The broken heart holds a space for us to let in wisdom, understanding, hope, acceptance, love.
This is NOT to say that bad things happen so that we can learn from them. Rather that when they happen, we can use them as what Rabbi George Gittleman taught me is another f-ing opportunity for growth—an AFOG, and I’m sorry for the one word, but AFOG works better than A-OG.
As we deal with this world, we need all the tools we can muster to live in it, and we have been given a wealth of them from our tradition.
If we remember the vessels that were broken at the beginning of creation, we know that we can repair them, take them up one at a time, honor them, and make them more beautiful, more holy than before.

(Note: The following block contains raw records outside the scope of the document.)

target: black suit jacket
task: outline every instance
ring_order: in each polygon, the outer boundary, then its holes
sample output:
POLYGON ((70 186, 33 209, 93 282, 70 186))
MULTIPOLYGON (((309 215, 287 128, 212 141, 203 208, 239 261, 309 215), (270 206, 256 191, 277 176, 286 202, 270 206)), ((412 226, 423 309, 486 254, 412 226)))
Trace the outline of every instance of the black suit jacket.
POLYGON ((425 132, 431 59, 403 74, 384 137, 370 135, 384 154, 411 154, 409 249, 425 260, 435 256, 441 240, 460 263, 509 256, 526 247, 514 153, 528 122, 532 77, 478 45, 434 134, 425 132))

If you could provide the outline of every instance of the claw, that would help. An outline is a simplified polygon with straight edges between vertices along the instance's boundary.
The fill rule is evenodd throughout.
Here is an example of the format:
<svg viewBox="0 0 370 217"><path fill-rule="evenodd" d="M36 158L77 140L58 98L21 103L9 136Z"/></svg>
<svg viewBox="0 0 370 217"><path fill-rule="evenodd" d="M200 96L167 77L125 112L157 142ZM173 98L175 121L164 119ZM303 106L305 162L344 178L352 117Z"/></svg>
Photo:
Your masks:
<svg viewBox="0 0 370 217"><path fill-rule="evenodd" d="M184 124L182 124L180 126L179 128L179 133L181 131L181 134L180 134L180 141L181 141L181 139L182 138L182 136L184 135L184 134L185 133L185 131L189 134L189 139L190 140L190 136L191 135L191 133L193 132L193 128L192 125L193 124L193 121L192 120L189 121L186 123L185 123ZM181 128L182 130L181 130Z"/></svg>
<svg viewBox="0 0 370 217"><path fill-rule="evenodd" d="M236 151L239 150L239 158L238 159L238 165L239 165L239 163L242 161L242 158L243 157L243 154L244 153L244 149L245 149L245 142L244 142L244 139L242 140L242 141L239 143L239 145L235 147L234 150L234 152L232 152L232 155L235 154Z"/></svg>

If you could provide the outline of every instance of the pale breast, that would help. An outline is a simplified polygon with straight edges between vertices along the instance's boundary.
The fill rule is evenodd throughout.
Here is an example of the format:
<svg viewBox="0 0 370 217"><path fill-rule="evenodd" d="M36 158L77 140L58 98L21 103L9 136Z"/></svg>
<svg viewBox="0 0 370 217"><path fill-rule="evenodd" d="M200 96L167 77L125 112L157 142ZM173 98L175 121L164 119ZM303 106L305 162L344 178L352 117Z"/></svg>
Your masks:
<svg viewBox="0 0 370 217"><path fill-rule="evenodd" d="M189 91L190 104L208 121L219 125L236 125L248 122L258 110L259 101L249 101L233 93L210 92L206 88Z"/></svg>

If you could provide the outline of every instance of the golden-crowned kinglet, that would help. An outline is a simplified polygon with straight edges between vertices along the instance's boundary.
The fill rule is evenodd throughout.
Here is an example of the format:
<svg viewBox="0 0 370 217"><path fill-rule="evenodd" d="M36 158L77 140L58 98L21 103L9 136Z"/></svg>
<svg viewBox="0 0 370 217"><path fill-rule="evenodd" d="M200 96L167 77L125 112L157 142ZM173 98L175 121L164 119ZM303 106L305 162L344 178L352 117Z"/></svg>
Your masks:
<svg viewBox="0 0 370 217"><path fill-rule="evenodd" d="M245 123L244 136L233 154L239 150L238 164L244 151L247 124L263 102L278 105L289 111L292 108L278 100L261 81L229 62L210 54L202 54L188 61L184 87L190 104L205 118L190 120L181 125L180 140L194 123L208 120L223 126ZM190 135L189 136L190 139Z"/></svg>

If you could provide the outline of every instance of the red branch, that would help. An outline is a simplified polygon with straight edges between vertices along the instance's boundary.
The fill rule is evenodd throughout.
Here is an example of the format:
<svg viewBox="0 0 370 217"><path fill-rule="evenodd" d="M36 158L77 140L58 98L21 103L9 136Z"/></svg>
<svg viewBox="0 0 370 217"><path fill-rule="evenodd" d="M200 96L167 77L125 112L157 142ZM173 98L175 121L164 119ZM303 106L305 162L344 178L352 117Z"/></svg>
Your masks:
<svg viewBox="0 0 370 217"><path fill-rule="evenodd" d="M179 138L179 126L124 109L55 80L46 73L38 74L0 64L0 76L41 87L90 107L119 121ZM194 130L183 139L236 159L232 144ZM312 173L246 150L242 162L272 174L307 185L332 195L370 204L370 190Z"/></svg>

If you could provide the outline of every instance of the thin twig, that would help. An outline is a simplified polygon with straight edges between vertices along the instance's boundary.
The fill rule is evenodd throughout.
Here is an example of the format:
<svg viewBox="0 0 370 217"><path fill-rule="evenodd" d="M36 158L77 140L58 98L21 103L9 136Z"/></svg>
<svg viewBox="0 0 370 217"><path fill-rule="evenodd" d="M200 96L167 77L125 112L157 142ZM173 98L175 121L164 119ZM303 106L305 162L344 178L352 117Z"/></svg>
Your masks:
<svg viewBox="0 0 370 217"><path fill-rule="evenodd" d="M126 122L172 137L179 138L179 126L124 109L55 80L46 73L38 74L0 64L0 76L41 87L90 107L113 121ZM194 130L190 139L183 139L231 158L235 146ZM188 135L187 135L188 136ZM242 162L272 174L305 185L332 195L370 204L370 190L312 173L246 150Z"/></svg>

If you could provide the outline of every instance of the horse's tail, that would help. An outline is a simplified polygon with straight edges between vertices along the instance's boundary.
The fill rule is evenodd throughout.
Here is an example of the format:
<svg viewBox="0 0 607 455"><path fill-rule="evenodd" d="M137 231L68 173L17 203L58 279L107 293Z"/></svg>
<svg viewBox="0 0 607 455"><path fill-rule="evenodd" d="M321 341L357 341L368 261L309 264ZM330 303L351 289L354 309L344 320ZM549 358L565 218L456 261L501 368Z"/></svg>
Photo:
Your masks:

When the shofar blows Shevarim, and we hear the wails of pain, we remember that brokenness and wholeness are part of a cycle—from brokenness to wholeness and back again and back to wholeness again.
The first set of tablets, the broken ones, shattered in anger, anger at idolatry, teaches us that we honor brokenness, indeed place them in the holy of holies—whether that’s the Ark of the Covenant or our hearts.
The Kotzker rebbe reminds us that when our hearts are broken, we have the opportunity to grow again—in compassion, in love, in empathy, in wisdom.
May we take these lessons and wrap them in the words of the great rebbe, Leonard Cohen, who taught us:
To ring the bells that still can ring
Forget your perfect offering.
There is a crack in everything.
That’s how the light gets in.
Many thanks to Rabbi Lauren Grabelle Herrmann, Leonard Cohen, Philip Henson, and the Kotzker rebbe for help with this teaching.